Development of a comparative genomic hybridization microarray and demonstration of its utility with 25 well-characterized 1p36 deletions

• Published in: Human molecular genetics Vol. 12; no. 17; pp. 2145 - 2152
• Main Authors: Yu, Wei, Ballif, Blake C., Kashork, Catherine D., Heilstedt, Heidi A., Howard, Leslie A., Cai, Wei-Wen, White, Lisa D., Liu, Wenbin, Beaudet, Arthur L., Bejjani, Bassem A., Shaw, Chad A., Shaffer, Lisa G.
• Format: Journal Article
• Language: English
• Published: Oxford Oxford University Press 01.09.2003; Oxford Publishing Limited (England)

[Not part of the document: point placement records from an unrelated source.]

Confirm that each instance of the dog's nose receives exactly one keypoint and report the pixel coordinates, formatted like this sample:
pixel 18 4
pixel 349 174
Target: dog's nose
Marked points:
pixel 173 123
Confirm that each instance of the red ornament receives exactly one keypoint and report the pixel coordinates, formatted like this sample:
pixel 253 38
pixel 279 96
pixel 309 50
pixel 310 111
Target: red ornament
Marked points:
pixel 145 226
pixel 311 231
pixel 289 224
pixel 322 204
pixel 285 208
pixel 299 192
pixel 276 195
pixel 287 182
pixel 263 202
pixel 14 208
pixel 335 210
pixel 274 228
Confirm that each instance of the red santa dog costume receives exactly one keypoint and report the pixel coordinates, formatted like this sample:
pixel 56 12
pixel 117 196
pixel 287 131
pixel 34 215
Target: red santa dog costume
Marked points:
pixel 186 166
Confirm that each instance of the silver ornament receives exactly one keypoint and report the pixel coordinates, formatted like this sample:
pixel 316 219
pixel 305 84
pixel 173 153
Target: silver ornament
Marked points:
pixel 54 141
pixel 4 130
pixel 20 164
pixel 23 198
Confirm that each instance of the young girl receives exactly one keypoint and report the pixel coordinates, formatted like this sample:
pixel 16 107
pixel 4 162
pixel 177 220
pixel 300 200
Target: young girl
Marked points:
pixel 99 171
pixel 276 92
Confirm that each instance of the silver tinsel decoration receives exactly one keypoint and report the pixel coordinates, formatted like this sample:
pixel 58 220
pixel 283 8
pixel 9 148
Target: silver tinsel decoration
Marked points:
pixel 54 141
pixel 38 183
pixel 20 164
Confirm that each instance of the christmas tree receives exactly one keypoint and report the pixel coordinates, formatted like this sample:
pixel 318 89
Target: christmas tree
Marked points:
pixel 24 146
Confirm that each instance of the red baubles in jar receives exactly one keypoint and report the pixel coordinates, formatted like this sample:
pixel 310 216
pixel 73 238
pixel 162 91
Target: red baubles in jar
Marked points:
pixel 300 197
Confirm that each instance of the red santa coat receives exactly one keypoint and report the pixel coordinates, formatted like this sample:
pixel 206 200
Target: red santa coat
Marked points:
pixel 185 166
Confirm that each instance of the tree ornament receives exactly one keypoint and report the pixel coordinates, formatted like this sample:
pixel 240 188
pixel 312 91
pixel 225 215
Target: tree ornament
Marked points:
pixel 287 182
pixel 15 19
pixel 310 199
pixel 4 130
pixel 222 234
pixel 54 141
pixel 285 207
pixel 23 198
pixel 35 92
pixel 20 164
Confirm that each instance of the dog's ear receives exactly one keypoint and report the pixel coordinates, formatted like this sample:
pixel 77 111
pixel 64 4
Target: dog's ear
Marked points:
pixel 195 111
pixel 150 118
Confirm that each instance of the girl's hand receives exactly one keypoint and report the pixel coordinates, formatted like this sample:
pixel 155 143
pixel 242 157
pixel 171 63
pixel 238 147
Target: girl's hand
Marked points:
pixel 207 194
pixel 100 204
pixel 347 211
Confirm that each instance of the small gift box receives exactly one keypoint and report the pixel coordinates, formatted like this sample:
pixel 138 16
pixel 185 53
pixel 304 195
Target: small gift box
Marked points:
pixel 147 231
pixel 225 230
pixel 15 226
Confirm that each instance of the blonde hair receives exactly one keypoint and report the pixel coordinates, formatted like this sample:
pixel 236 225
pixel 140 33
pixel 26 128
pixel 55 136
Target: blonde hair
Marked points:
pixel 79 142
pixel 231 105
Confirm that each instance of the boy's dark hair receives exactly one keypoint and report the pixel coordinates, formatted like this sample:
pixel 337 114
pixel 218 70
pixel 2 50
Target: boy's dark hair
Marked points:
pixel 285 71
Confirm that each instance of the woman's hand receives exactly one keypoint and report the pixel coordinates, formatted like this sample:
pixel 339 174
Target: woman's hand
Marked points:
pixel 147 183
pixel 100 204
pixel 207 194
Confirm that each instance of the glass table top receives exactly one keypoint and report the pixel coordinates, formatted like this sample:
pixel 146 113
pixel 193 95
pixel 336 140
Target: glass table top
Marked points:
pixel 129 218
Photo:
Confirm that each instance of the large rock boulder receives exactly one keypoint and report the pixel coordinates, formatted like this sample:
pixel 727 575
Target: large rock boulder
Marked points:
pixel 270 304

• Subjects: Biological and medical sciences; chromosome 1; Chromosome Aberrations; Chromosome Deletion; Chromosome Disorders - diagnosis; Chromosome Disorders - genetics; Chromosomes, Human, Pair 1 - genetics; Classical genetics, quantitative genetics, hybrids; Fundamental and applied biological sciences. Psychology; Genetics of eukaryotes. Biological and molecular evolution; Genome, Human; Human; Humans; In Situ Hybridization, Fluorescence; Karyotyping; Medical genetics; Medical sciences; Microsatellite Repeats; Nucleic Acid Hybridization; Oligonucleotide Array Sequence Analysis - methods; Reproducibility of Results; Sensitivity and Specificity; Telomere - genetics; Chromosomal aberration; Human; Analysis method; Typing; Comparative genomic hybridization; DNA chip; Chromosome A1; Deletion; Genotype
• ISSN: 0964-6906; 1460-2083; 1460-2083
• DOI: 10.1093/hmg/ddg230

Chromosomal abnormalities, such as deletions and duplications, are characterized by specific and often complex phenotypes resulting from an imbalance in normal gene dosage. However, routine chromosome banding is not sensitive enough to detect subtle chromosome aberrations (<5–10 Mb). Array-based comparative genomic hybridization (array CGH) is a powerful new technology capable of identifying chromosomal imbalance at a high resolution by co-hybridizing differentially labeled test and control DNAs to a microarray of genomic clones. We used a previously assembled contig of large-insert clones that span 10.5 Mb of the most distal region of 1p36 to design a microarray. The array includes 97 clones from 1p36, 41 clones from the subtelomeric regions of all human chromosomes, and three clones from each of the X and Y chromosomes. We used this microarray to study 25 subjects with well-characterized deletions of 1p36. All array CGH results agree with the deletion sizes and locations of the breakpoints in these subjects as determined previously by FISH and microsatellite analyses. Terminal deletions, interstitial deletions, derivative chromosomes and complex rearrangements were also identified. We anticipate that array CGH will change the diagnostic approach to many congenital and acquired genetic diseases such as mental retardation, birth defects and cancer.